First, let's look at what Eakins had to say about what he hoped to achieve with the scratch:
The kid's passion is to score and he was just going to take it all on himself to do that. I don’t care how good you are, you can’t produce by yourself in this league. You have to use your linemates, so it was more of a reset button for him. He can come in fresh with a new perspective.
Sounds possibly constructive if Yakupov buys in. Of course, it's tough to see how Yakupov is going to look at things that way when you know that...
he takes it real personally when things aren’t going his way.

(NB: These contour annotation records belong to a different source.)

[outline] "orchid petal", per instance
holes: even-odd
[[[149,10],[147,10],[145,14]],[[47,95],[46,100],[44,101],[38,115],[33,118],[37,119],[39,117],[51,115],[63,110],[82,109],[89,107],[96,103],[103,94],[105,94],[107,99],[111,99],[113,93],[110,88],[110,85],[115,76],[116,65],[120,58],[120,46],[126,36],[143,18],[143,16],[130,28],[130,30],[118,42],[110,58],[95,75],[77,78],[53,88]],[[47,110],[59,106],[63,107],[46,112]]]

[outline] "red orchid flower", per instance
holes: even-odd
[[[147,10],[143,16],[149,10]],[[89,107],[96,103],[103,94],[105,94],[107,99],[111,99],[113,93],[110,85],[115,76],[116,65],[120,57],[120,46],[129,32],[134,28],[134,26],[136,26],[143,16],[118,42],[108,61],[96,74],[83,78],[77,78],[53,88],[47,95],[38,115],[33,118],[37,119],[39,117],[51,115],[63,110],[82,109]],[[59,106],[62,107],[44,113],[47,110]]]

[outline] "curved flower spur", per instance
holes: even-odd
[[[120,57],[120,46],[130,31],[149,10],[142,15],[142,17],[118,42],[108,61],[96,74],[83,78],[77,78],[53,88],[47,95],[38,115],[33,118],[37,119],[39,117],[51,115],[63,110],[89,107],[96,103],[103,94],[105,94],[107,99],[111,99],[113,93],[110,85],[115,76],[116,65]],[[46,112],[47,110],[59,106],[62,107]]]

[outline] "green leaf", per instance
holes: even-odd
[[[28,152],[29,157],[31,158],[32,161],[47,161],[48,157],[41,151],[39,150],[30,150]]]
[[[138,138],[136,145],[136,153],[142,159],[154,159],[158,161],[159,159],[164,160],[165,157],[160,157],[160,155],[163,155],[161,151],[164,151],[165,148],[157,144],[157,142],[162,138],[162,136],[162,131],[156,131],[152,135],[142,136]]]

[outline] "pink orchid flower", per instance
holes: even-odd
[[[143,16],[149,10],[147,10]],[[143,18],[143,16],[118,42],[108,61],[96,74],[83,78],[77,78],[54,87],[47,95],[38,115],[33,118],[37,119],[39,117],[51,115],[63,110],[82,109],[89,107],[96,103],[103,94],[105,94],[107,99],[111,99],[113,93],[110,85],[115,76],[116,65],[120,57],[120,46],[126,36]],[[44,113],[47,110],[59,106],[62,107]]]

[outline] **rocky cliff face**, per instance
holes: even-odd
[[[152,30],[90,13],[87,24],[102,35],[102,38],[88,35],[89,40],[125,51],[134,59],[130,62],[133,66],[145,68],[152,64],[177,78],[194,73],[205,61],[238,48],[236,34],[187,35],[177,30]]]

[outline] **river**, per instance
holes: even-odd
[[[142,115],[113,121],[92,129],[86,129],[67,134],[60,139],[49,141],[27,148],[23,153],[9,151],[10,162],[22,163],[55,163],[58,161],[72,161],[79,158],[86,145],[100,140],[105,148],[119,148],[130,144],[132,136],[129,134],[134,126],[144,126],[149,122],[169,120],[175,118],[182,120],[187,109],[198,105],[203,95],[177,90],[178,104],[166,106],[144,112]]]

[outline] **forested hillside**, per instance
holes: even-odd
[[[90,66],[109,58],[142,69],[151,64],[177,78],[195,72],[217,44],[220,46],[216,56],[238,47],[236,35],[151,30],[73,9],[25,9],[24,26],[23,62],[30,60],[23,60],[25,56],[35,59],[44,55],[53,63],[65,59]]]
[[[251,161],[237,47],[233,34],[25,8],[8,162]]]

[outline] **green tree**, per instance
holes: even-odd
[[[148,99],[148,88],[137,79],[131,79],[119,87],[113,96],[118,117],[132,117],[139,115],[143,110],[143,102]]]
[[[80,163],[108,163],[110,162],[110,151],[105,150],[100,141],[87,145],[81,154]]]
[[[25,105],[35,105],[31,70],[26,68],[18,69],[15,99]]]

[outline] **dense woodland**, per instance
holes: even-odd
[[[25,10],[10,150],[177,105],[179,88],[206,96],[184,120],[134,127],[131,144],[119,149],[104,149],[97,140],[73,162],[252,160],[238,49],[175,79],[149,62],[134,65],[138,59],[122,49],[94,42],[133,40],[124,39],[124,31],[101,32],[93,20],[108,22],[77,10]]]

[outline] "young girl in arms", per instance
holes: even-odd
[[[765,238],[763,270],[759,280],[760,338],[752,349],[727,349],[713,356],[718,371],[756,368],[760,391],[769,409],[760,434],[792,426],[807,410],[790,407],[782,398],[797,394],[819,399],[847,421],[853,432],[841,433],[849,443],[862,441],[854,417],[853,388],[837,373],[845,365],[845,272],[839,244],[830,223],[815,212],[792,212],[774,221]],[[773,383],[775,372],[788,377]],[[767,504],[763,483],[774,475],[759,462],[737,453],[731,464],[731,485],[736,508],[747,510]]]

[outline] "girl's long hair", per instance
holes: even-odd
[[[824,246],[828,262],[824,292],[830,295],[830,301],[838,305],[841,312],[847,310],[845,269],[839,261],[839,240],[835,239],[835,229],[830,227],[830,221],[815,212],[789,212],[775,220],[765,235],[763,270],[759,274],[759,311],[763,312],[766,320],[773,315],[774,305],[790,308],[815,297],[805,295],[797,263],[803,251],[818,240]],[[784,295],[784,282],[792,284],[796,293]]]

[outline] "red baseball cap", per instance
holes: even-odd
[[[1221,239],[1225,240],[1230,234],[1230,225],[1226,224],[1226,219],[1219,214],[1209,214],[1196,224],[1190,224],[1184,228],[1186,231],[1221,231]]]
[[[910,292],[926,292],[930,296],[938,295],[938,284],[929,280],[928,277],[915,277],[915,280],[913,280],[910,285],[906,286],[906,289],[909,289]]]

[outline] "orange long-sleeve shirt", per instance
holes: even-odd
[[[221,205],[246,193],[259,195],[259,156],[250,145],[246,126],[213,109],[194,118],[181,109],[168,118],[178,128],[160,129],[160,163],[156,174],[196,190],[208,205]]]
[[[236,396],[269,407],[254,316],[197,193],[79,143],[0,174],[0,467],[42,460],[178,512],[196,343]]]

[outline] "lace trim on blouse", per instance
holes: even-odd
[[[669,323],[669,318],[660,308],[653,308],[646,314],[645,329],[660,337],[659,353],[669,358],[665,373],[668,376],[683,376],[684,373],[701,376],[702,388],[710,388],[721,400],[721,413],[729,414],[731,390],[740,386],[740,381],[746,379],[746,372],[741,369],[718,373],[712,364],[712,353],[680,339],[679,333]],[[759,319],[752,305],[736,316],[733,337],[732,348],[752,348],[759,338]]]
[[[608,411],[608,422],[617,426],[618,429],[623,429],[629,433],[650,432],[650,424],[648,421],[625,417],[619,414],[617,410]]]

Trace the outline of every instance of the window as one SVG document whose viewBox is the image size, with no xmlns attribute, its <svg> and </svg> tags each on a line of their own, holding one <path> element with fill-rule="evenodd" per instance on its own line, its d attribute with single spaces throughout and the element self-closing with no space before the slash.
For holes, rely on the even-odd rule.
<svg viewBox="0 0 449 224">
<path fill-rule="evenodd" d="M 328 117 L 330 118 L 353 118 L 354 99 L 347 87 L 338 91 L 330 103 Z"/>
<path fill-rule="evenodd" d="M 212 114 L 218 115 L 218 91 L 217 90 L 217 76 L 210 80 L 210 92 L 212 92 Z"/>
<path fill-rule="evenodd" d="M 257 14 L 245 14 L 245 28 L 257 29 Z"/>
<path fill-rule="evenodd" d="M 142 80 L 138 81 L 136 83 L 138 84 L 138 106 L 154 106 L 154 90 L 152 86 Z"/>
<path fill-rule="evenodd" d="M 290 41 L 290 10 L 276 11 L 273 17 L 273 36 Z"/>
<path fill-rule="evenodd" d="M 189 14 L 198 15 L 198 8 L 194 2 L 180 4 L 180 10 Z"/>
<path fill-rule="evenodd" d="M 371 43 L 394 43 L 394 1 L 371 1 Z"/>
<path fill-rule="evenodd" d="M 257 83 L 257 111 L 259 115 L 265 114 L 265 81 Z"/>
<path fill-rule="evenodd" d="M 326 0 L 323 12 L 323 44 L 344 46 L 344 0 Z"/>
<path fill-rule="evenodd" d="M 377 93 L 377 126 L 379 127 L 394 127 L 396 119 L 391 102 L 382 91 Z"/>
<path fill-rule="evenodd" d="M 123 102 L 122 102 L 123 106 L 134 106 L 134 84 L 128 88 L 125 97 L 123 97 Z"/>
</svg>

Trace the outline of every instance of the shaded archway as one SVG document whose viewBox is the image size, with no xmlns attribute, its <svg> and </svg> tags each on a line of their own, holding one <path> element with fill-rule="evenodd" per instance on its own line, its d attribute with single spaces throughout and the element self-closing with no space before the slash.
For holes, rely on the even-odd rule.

Shockingly, Yakupov seems to have taken it personally, and this "opportunity" to hit the reset button had him venting about some of the things that the new coaching staff has asked him to do:
I’m not happy about it. I just want to play every game. I’m going to play my game. I’m not going to change but maybe play better without the puck, or forecheck more, but I love playing with the puck. I really don’t like skating all the time, and forechecking, and hitting somebody every shift. I don’t think it’s my game.
Doesn't exactly sound like a man who's loving his relationship with the new coaching staff. And now today we've got Lowetide pointing out some Twitter quotes from a legit Russian journalist about Yakupov potentially heading home. With an IIHF suspension on the way if he leaves before his entry-level contract comes to an end, I can't imagine Yakupov leaving Edmonton anytime soon, but that kind of sentiment in the air is exactly what you don't want to have happen.
Nail Yakupov is a tremendously gifted hockey player, and I'm sure that Dallas Eakins wants him to be great. Sending Yakupov to the press-box seems like a terrible way to approach that goal.